Leesil told himself again and again that he had assassinated a traitor. The relief of justification stayed with him for almost a whole moon.
His mother was called to the keep for a celebration, and so his father decided to take Leesil out for the evening. Along the way, they passed a few nobles in their finery on horseback headed down Favor's Row to the keep bridge.
Leesil sat alone at a table in an out-of-the-way inn, nibbling on roasted mutton with herbs, while Gavril chatted at the bar with a man named Byrd. He couldn't hear much of what they said over the noise of other patrons. What he did hear was a name uttered by someone nearby behind him.
"Shameful," one said. "About Progae."
Leesil lowered his fork.
He knew better than to get involved. Even in this inn, his father told him to keep his cowl up. His hair was too different from that of other people. Leesil kept his back to the
speaker at the table behind him and toyed mechanically with his food.
"About Prograe?" asked a second. "I heard he was a traitor."
"I meant his family," answered the first.
"What of them?" asked a third, deeper voice.
"The wife and two youngest girls starved to death in the streets."
Leesil stopped poking at his mutton.
"What?" asked the second. "No one helped them?"
"They were outcasts," the first said. "Blood of a traitor and all, and they served no use anymore, I suppose. Not even their relatives would take them in, probably on their guard to see who was next. Only the eldest girl survived. Darmouth gave her to one of his loyal 'nobles' as a mistress if I heard right."
"Damn shame," said the third. "I saw them once, coming in for last winter's harvest celebration. Lady Progae was an eyeful, and that eldest daughter had the look of her. Hedí, I think. Why cast out women and children? It was Progae's academy, not theirs."
"Watch your mouth!" whispered the second. "Just be thankful you and yours aren't blood kin to a traitor. I for one can't wait for spring. At least then I can take my goods and caravan away from this place for a while."
Leesil stood slowly, dropping the fork before he realized it. He didn't look back to see the men's faces and said nothing to his father as he pushed out the inn's front door.
He walked quickly through the night streets. By the time he entered Favor's Row, he was running for the house. He slipped in through the kitchen door and stared out the window at the keep upon the lake.
"Léshil?" a soft voice called from behind him. "What is it?'
Leesil spun about. His mother stood in the kitchen doorway with Chap beside her.

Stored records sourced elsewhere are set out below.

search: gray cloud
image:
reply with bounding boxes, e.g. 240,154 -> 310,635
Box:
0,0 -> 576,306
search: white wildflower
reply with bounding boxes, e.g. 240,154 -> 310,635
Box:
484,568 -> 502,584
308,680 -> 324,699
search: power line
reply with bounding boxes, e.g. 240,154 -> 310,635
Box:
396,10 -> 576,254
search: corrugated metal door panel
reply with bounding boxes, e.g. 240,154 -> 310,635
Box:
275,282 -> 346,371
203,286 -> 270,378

Only Nein'a called him by that name. His more common one was simpler, less memorable to any who overheard it. Her speech was tainted by her own native tongue and made anything she said both lyrical and guttural. Leesil wondered if this was just her or if all her people sounded this way.
And he wondered why she'd returned so early from her duties at the keep.
She wore a deep tan gown that matched her skin, its vine-and-leaf pattern wrapping about her tall form. A midnight-green cloak with ermine trim hung over her shoulders, its hood down.